Estación Antes de que empiece o después de haber empezado, idea que tomo de la poeta colombiana María Clemencia Sánchez Hernández, autora, entre muchos poemas, de Paraíso Precario y El velorio del amanuense. Y en este antes o después. Donde todo pareciera ser “un recuerdo venido a menos”, la gente hace fila delante de futuros inciertos, palabras trucadas, eufemismos que lo mismo dan más que menos, modelos maquillados, contradicciones políticas, pequeños poemas que se van desvaneciendo y un buen cúmulo de promesas marchitas, quizá debidas al calor o los aguaceros imprevistos que no vienen de afuera, sino que se revuelven en los adentros de quienes tienen el poder y un amanuense que tacha y reescribe, reelabora y se confunde.
Precario es lo que no es estable y dura poco por falta de recursos o carencia de bases o, lo que es peor, porque se apoya en un deseo, una ilusión o una mentira. Y para lo que nos pasa, en estos climas inciertos y de aires enrarecidos, la precariedad se nos muestra como constante y... bueno, nos movemos como bolos, nos inflamos como pompas de jabón y al final, como esa pelota que nos pasa zumbando la oreja, nos parece que pasó algo que al fin no pasa, lo que incita a moverse poco, revisar cuentas y aprovechar lo que todavía dura, que quizá no sea mucho, pero al menos se mantiene en el Estado de derecho. Estado de derecho que parece tan voluble como los estados de la materia, que de sólidos pasan a líquidos y de ahí a un punto X de evaporación. Y ya lo que sigue es una imagen del doctor Mabuse, gran jugador de trampas, que tan bien nos define en lo que pensamos y hacemos, si la corrida da para algo.

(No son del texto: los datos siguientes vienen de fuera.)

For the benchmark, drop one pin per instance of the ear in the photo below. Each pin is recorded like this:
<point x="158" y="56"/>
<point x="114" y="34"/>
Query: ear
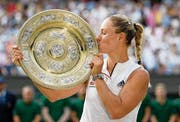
<point x="122" y="36"/>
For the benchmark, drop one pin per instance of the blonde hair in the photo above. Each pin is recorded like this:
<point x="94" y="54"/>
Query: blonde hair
<point x="132" y="30"/>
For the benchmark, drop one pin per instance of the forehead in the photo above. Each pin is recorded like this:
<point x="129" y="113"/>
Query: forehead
<point x="107" y="25"/>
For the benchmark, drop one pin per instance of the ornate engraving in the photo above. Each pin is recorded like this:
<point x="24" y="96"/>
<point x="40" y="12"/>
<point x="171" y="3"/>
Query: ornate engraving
<point x="56" y="46"/>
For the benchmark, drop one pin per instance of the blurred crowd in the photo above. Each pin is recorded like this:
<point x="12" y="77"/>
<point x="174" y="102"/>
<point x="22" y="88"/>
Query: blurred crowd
<point x="32" y="108"/>
<point x="160" y="18"/>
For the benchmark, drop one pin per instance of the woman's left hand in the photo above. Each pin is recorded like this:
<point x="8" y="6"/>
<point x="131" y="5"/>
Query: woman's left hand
<point x="96" y="64"/>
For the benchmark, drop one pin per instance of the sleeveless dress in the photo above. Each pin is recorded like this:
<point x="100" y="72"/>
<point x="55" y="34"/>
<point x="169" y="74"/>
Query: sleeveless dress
<point x="93" y="110"/>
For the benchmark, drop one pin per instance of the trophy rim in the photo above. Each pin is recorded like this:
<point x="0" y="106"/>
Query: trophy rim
<point x="59" y="78"/>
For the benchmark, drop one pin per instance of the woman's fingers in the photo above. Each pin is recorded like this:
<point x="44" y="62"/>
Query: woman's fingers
<point x="16" y="55"/>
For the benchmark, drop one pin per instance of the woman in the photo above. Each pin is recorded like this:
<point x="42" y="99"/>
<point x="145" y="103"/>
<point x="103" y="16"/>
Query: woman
<point x="117" y="85"/>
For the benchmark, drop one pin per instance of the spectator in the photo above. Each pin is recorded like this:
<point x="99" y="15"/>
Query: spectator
<point x="144" y="112"/>
<point x="55" y="112"/>
<point x="177" y="105"/>
<point x="7" y="102"/>
<point x="27" y="110"/>
<point x="163" y="109"/>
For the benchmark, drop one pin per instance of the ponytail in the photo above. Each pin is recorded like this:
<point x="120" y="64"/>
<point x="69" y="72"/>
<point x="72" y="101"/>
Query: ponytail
<point x="138" y="41"/>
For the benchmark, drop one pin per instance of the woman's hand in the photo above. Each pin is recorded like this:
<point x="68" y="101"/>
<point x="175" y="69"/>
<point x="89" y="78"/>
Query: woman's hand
<point x="16" y="55"/>
<point x="96" y="64"/>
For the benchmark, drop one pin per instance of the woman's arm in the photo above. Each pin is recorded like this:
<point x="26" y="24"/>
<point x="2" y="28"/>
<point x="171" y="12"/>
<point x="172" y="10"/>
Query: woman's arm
<point x="131" y="94"/>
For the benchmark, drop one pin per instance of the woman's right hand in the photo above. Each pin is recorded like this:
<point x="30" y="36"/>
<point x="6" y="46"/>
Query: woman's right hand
<point x="16" y="55"/>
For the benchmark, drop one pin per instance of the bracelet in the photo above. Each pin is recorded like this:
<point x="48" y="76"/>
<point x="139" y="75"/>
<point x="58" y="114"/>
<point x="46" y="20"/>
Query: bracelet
<point x="98" y="76"/>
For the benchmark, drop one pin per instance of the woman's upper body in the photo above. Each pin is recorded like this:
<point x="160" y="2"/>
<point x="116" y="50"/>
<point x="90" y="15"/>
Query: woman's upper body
<point x="93" y="109"/>
<point x="116" y="34"/>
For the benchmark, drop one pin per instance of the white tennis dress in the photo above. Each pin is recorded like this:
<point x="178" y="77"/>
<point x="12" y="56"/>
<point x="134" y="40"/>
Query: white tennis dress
<point x="93" y="108"/>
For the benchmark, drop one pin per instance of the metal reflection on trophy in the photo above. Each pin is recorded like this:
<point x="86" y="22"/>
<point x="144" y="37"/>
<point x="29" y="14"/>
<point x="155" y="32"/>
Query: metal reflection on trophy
<point x="57" y="46"/>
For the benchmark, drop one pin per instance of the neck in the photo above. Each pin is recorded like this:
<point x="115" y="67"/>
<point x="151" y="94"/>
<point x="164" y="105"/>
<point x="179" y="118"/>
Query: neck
<point x="121" y="56"/>
<point x="161" y="100"/>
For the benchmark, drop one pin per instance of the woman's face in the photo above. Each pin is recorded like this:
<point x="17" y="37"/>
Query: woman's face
<point x="107" y="39"/>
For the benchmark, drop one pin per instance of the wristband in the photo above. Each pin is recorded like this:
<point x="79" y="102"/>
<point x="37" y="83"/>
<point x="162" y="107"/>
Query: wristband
<point x="98" y="76"/>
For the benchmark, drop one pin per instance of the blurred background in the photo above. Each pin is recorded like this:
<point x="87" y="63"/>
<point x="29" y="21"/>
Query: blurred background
<point x="161" y="47"/>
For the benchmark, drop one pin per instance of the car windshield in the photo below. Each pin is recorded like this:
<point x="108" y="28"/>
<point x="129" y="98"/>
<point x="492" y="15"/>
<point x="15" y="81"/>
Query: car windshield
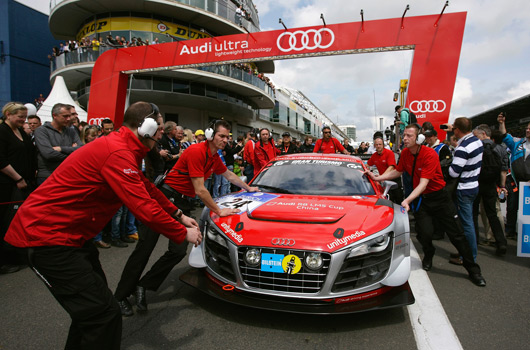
<point x="314" y="177"/>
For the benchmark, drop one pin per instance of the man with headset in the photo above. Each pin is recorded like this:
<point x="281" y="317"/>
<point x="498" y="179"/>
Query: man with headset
<point x="328" y="144"/>
<point x="429" y="199"/>
<point x="264" y="150"/>
<point x="200" y="160"/>
<point x="57" y="222"/>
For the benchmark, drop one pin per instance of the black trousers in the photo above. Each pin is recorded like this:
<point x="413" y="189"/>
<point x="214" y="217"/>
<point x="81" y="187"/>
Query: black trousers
<point x="147" y="240"/>
<point x="439" y="205"/>
<point x="488" y="194"/>
<point x="75" y="278"/>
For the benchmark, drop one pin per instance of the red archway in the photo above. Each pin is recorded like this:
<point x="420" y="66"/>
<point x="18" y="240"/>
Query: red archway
<point x="435" y="39"/>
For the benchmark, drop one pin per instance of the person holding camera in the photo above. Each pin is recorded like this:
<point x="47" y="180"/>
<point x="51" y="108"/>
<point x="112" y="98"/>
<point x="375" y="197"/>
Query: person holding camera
<point x="520" y="166"/>
<point x="328" y="144"/>
<point x="264" y="150"/>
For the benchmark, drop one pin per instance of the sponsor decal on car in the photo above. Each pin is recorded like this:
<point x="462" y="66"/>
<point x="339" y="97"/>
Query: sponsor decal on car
<point x="362" y="296"/>
<point x="228" y="230"/>
<point x="318" y="162"/>
<point x="279" y="263"/>
<point x="306" y="206"/>
<point x="346" y="240"/>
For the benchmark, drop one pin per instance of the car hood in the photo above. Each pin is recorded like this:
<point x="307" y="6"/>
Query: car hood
<point x="312" y="222"/>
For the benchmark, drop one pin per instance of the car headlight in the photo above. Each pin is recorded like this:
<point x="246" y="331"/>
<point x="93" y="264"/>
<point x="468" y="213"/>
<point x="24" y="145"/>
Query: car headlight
<point x="253" y="257"/>
<point x="374" y="245"/>
<point x="313" y="261"/>
<point x="215" y="236"/>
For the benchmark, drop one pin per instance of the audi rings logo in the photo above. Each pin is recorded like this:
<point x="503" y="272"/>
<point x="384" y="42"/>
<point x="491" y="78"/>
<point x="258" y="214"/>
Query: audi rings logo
<point x="427" y="106"/>
<point x="283" y="241"/>
<point x="95" y="121"/>
<point x="306" y="40"/>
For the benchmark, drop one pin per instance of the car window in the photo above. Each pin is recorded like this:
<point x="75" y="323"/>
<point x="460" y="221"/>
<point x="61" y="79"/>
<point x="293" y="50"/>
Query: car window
<point x="315" y="177"/>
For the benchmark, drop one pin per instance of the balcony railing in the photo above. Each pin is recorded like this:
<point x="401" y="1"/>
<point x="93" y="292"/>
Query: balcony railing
<point x="222" y="8"/>
<point x="87" y="55"/>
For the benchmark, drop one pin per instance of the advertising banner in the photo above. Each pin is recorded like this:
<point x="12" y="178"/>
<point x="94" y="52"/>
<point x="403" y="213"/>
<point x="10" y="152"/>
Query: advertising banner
<point x="523" y="220"/>
<point x="436" y="43"/>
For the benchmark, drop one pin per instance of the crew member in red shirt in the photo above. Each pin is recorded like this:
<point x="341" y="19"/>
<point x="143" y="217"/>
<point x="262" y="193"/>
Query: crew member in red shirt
<point x="383" y="158"/>
<point x="248" y="154"/>
<point x="196" y="165"/>
<point x="57" y="222"/>
<point x="432" y="200"/>
<point x="328" y="144"/>
<point x="264" y="150"/>
<point x="185" y="179"/>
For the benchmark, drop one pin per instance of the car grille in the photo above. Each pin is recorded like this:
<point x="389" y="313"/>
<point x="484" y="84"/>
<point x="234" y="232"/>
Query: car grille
<point x="305" y="281"/>
<point x="218" y="257"/>
<point x="361" y="271"/>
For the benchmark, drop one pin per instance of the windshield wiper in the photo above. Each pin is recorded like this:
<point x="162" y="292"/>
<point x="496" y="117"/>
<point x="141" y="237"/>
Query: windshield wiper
<point x="275" y="189"/>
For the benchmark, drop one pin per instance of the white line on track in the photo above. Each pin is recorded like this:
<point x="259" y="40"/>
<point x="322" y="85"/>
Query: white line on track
<point x="431" y="326"/>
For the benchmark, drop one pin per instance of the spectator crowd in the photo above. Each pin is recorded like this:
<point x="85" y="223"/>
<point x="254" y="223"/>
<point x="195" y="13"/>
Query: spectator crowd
<point x="446" y="185"/>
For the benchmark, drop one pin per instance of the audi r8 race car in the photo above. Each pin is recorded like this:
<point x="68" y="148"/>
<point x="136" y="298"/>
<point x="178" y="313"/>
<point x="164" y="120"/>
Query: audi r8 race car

Mientras nos llega el fracking (nacido de conceptos ambientalistas precarios), la difusa economía naranja (aparecida de ilusiones precarias), la desaparición paulatina de la clase media (lo que socialmente es una tragedia) y la precariedad de la ambición (se quiere dinero, que es lo que más rápido se devalúa y lo que más tiempo quita), solo nos queda un Paraíso precario, el de María Clemencia Sánchez Hernández, donde todavía hay rastros de frescura, un pequeño árbol, un frágil pétalo que da un nombre. Quizá de ahí nos peguemos, como decía el rabino: basta una mínima decencia para no caer.
Acotación: para como estamos, amontonados, produciendo contaminación, haciendo ruido, amontonando basura y viendo el futuro en un semáforo que funciona más en rojo que en verde, la defensa de los paraísos precarios (lo que nos queda de la ética, la moral y la belleza) es una tarea que cumplir. Quizá nos lleguen días egipcios, pero al menos que la dignidad no se pierda, la poca que queda. Y que en esa dignidad una flor sea una flor, otro país.